Le confinement n’arrête pas un virus

S’il y a une chose que j’ai apprise durant mes études de virologie, c’est qu’on n’arrête pas un virus, et certainement pas une épidémie par le confinement. On la ralentit, mais le virus trouvera toujours le moyen de passer. Est-ce que les gens ont bien conscience que, sans avoir près de 70 % de la population infectée, le coronavirus ne s’arrêtera pas ? Leurs masques, leurs gel hydro-alcooliques, leurs gants, etc., cela ne sert qu’à retarder la fatidique échéance… A la fin, ils finiront par rencontrer le virus avec une certitude de 7 chances sur 10. Tous ne seront pas malades, mais tous seront atteints !
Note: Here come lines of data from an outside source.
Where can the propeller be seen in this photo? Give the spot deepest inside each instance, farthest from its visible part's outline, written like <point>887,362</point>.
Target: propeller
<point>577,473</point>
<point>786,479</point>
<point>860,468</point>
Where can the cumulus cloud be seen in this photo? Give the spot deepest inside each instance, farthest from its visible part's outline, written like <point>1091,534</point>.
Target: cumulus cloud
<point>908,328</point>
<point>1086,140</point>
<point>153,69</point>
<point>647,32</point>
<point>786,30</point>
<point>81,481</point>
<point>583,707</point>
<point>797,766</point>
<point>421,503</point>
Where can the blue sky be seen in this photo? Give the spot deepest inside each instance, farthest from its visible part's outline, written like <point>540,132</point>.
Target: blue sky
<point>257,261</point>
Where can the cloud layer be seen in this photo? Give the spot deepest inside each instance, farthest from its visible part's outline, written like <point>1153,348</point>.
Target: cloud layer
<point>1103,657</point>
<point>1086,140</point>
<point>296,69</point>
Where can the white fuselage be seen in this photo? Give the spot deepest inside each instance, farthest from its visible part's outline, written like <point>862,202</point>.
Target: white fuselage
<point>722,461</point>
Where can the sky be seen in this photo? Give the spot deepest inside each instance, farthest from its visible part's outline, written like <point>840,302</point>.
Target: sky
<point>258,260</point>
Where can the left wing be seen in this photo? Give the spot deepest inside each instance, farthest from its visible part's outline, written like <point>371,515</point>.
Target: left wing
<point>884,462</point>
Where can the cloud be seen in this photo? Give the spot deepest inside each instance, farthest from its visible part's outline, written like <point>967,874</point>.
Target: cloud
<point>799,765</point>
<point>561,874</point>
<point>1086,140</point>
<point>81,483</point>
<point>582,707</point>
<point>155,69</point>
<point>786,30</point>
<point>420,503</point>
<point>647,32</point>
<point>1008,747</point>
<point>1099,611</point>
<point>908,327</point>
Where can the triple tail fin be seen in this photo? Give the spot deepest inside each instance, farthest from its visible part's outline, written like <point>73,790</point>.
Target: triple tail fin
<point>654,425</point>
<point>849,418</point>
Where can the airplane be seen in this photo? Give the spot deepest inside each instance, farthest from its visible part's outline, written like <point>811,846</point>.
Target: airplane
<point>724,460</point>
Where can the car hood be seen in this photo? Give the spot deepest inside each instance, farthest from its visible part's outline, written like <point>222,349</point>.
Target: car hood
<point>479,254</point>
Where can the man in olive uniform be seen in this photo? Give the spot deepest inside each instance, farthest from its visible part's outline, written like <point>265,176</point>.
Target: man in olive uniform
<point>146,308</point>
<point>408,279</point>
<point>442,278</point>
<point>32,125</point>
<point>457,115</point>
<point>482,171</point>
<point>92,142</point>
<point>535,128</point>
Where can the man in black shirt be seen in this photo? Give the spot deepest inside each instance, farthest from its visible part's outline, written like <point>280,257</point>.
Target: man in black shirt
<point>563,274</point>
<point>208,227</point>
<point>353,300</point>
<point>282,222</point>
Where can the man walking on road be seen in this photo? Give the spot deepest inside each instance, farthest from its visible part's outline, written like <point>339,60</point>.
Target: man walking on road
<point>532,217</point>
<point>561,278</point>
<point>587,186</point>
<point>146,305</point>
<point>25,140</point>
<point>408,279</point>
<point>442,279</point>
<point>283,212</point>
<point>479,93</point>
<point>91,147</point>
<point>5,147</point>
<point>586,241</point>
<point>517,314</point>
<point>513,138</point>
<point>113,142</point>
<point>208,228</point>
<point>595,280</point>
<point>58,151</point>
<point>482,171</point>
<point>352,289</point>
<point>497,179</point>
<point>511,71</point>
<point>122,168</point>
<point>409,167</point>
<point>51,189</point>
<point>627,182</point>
Les maladies infectieuses tuent environ 17 millions de personnes tous les ans, est-ce que cela va être désormais à chaque fois le même bazar ? Comment arrête-t-on ça sans dire : « Désolé ! On vous dira quand ce sera la bonne mais là, on s’est gouré » (la vérité, quoi !) Non, l’admettre signerait leur mort politique. Alors qu’est-ce qu’on fait ? On augmente la peur, on fait porter des masques, on dit que le contrecoup va être terrible, qu’il va tuer encore plus de monde. Mais combien de fois plus terrible ? Le double ? 200 000 personnes de plus dans le monde ? Personne ne sait : ni les médecins, ni les scientifiques et certainement pas nos dirigeants.

Nous sommes en train de vivre la fin d’un monde. Nous regardons cet effondrement hallucinés, remplis de peur, révoltés. Il est plus que temps de prendre notre courage à deux mains – le courage, cet antidote contre la peur – et de voir la situation d’un œil neuf et positif. Il faut redessiner un avenir dans lequel nous aurions envie de nous inscrire. Vivre en bonne santé certes, mais avoir la santé n’est rien… si elle n’est pas accompagnée de sens à la vie et de bonheur.